Wikipedia defines New Year's Resolution as a secular tradition in which a person makes a promise to do an act of self-improvement starting on New Year's Day. I define it as a goal I set and nearly always fail to reach.
After all, self reflection has never quite been my thing but I guess that in order to start fresh you must first see what you would like to change.
Now I have never really been one to make a life altering resolution, I prefer to stick to the small things like, doing away with my border-line obsession with caffeine.
However despite my best intentions, my annual goal to cut back on my nearly daily trips to Starbucks always falls short and by February I find myself sipping my favorite iced Latte.
Like many of you I have set all the typical resolutions from promising to hit the gym more often to giving up unhealthy food or drinks but none of them have seemed to stick.
Maybe the problem is that many of us set unrealistic goals. Trinity University graduate and local family and couple psychiatrist Margene Hartley shared her insight.
"Human beings cannot tolerate big change but they can tolerate small changes over a small amount of time and if repeated pretty soon you have a big change."
It's my personal belief that it is that need for change that drives many of us to set personal goals this time of year.
I have even seen that same resolve among my co-workers here at KSAT, so I wanted to know what their New Year's Resolutions are.

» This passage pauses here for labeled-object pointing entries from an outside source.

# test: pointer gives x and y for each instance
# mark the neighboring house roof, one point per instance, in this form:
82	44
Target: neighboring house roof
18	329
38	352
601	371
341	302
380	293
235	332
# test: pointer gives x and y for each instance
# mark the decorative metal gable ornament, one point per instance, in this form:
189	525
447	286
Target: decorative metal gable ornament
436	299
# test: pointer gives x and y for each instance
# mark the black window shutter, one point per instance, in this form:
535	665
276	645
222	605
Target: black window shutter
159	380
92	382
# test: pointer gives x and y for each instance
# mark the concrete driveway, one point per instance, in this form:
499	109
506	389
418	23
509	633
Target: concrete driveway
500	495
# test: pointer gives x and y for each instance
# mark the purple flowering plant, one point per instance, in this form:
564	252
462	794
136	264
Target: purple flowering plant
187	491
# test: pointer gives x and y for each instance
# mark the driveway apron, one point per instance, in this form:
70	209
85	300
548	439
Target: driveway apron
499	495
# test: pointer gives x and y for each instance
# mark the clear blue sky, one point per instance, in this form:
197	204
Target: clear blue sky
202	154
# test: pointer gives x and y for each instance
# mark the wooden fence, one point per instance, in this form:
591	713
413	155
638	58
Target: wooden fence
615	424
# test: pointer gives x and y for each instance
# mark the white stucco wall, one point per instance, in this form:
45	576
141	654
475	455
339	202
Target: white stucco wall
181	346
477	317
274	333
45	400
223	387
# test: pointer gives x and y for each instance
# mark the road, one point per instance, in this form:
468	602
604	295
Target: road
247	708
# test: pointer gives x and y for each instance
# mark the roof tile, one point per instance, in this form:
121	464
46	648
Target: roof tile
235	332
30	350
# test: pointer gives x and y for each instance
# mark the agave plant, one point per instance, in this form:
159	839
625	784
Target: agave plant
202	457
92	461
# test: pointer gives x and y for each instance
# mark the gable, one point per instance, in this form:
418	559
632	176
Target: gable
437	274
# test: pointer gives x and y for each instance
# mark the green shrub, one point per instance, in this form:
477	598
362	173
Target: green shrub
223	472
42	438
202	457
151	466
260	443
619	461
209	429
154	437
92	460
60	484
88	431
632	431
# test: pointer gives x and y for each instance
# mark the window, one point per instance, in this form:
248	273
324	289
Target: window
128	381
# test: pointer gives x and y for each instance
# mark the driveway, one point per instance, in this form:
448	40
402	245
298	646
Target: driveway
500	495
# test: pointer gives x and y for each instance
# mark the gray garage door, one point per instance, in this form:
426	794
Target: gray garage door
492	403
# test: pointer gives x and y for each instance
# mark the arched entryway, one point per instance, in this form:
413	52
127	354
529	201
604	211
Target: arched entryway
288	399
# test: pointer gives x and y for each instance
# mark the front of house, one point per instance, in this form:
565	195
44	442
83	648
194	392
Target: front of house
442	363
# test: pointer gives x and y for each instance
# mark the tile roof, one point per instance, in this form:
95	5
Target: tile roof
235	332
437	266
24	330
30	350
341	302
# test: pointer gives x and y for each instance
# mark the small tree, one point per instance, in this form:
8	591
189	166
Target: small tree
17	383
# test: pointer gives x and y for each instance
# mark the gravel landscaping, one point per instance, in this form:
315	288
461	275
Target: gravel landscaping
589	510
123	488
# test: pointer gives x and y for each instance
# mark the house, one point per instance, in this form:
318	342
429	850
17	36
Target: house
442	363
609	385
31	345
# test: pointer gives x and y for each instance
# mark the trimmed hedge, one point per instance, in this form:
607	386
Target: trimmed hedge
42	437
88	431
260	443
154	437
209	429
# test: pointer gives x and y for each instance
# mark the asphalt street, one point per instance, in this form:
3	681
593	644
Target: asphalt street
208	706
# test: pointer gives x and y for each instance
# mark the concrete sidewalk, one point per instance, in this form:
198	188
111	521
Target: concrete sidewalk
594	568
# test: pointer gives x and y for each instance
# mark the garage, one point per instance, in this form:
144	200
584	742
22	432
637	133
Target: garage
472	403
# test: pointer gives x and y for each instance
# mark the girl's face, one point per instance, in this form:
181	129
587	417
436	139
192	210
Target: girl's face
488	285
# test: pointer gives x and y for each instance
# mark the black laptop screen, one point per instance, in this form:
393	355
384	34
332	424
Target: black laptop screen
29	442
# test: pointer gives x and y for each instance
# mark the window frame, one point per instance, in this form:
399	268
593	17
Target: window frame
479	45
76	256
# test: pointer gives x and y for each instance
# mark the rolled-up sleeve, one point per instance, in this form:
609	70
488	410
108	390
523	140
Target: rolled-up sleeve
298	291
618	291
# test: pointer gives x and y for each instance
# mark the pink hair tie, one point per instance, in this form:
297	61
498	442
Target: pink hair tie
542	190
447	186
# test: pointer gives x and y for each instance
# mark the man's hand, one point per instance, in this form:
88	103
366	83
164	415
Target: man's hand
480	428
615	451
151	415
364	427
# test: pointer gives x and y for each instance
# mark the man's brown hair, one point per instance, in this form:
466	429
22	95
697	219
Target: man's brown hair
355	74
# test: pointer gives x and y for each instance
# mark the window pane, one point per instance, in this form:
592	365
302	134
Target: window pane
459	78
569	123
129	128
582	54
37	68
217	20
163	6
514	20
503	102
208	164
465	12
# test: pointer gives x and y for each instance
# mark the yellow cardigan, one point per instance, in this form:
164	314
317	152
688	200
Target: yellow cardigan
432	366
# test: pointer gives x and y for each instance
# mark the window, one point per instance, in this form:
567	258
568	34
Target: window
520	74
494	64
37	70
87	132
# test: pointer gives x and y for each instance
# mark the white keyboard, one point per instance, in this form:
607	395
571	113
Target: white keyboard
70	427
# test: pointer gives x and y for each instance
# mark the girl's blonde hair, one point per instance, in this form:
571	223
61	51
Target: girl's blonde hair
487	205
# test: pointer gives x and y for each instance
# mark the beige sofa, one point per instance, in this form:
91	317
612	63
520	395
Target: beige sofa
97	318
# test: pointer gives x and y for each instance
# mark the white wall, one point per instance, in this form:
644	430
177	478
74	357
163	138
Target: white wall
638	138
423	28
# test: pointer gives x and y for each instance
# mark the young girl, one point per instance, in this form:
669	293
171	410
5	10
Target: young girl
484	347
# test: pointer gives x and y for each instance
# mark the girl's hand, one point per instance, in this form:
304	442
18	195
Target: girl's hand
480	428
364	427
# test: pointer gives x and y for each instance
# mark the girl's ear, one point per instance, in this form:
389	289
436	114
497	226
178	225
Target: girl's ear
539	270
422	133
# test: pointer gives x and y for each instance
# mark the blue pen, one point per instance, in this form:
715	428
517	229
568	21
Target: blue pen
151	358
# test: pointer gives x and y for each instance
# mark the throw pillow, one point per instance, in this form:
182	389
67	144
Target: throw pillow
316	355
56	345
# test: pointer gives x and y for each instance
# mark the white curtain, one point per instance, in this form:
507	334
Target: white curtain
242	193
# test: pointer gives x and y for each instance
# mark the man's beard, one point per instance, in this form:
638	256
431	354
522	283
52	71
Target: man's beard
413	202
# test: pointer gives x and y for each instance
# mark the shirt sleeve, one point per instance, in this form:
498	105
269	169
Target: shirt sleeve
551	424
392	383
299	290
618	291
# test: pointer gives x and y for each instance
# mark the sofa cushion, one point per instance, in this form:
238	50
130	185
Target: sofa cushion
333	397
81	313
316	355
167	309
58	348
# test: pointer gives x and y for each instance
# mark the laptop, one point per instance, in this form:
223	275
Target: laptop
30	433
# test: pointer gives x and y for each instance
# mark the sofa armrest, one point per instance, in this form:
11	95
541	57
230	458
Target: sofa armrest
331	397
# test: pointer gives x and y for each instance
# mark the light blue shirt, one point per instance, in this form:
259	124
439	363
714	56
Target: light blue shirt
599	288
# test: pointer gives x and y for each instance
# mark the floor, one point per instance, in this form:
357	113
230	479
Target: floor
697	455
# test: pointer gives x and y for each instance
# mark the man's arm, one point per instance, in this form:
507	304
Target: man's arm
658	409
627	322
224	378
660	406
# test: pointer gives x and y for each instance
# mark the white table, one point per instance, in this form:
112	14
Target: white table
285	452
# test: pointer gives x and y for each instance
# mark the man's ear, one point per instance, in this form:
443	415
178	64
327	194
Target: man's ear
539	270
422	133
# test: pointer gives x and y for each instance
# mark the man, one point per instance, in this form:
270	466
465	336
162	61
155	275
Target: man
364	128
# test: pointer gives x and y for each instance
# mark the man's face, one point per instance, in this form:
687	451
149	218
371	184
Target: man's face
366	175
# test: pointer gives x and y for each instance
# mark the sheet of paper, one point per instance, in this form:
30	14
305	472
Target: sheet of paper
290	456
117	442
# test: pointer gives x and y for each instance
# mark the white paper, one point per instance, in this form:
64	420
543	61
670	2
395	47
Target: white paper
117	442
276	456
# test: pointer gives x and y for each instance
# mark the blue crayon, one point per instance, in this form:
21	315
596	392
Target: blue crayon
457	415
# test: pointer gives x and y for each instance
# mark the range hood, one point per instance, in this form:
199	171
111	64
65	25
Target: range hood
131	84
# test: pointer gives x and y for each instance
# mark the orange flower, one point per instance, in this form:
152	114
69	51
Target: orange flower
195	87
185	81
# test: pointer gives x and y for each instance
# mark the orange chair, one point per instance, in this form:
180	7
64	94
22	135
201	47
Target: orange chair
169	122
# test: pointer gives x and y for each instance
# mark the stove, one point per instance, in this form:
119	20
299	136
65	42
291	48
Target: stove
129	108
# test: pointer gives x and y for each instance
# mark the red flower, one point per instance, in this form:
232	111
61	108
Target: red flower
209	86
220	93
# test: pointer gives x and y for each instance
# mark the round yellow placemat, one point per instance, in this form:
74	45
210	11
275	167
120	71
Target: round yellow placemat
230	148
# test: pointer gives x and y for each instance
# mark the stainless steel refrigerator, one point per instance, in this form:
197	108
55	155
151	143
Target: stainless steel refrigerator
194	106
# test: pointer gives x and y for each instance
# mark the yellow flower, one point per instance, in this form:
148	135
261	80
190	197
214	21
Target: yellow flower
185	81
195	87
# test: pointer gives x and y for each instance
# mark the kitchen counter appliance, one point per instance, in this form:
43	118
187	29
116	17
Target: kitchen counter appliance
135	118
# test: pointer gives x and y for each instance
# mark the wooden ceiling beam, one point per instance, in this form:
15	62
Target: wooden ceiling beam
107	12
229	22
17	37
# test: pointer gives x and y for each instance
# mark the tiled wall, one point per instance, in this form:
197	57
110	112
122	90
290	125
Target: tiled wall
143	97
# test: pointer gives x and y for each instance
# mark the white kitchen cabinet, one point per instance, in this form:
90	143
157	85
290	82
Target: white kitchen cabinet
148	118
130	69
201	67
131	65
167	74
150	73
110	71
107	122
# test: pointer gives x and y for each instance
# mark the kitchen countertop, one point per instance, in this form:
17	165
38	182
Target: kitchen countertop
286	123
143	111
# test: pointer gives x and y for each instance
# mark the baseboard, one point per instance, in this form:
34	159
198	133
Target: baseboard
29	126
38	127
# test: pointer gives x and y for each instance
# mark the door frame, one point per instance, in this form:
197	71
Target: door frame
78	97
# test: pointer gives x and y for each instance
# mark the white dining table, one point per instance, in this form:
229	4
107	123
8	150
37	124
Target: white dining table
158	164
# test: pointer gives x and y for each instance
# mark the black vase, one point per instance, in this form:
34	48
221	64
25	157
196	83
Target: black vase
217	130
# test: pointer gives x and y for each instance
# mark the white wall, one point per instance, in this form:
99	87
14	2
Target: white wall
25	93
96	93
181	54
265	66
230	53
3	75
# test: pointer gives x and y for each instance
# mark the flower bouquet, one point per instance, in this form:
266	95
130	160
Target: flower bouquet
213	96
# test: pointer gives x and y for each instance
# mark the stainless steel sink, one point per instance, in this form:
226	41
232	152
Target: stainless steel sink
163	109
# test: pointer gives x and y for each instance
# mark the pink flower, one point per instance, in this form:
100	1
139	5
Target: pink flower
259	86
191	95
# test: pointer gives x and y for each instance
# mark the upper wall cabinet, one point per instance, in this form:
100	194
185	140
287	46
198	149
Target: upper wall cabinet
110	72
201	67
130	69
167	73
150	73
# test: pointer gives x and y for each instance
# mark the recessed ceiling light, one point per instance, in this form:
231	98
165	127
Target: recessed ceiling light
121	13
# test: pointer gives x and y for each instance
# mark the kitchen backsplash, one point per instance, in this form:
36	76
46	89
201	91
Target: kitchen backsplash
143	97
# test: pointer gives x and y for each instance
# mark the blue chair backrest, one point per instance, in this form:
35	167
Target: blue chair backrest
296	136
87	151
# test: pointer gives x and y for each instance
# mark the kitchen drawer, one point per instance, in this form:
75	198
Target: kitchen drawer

For anchor Eileen Gonzales it is finding a good yoga studio and to work-out regularly again.
Director Jamie Schwirian says it is more about your state of mind. Jamie has pledged to work-out for her health, stress less and take more time for herself!
GMSA Executive Producer Mario Orellana says he aims to make it a better year than last and, to run more in hopes of exceeding his yearly goal of 1,200 miles.
For many of us, myself included, running hundreds of miles may seem a bit unrealistic, seeing that I have trouble convincing myself to walk a short distance to get the mail.
The key to keeping to our resolutions, says Hartley, is that they have to be something you want to do AND short term goals are always more successful.
Take for example if you want to quit smoking, experts say don't expect it to happen overnight. Instead find a support system or help group to lean on, "less than 1 percent of people can quit something cold turkey," said Hartley.
And remember there is power in numbers and many times not going at it alone makes your goal seem more surmountable.
So don't be afraid to raise your glass and ring in the New Year with the promise to toss bad habits out the window because even if your resolution lasts just a few days there is always next year! Happy New Year's!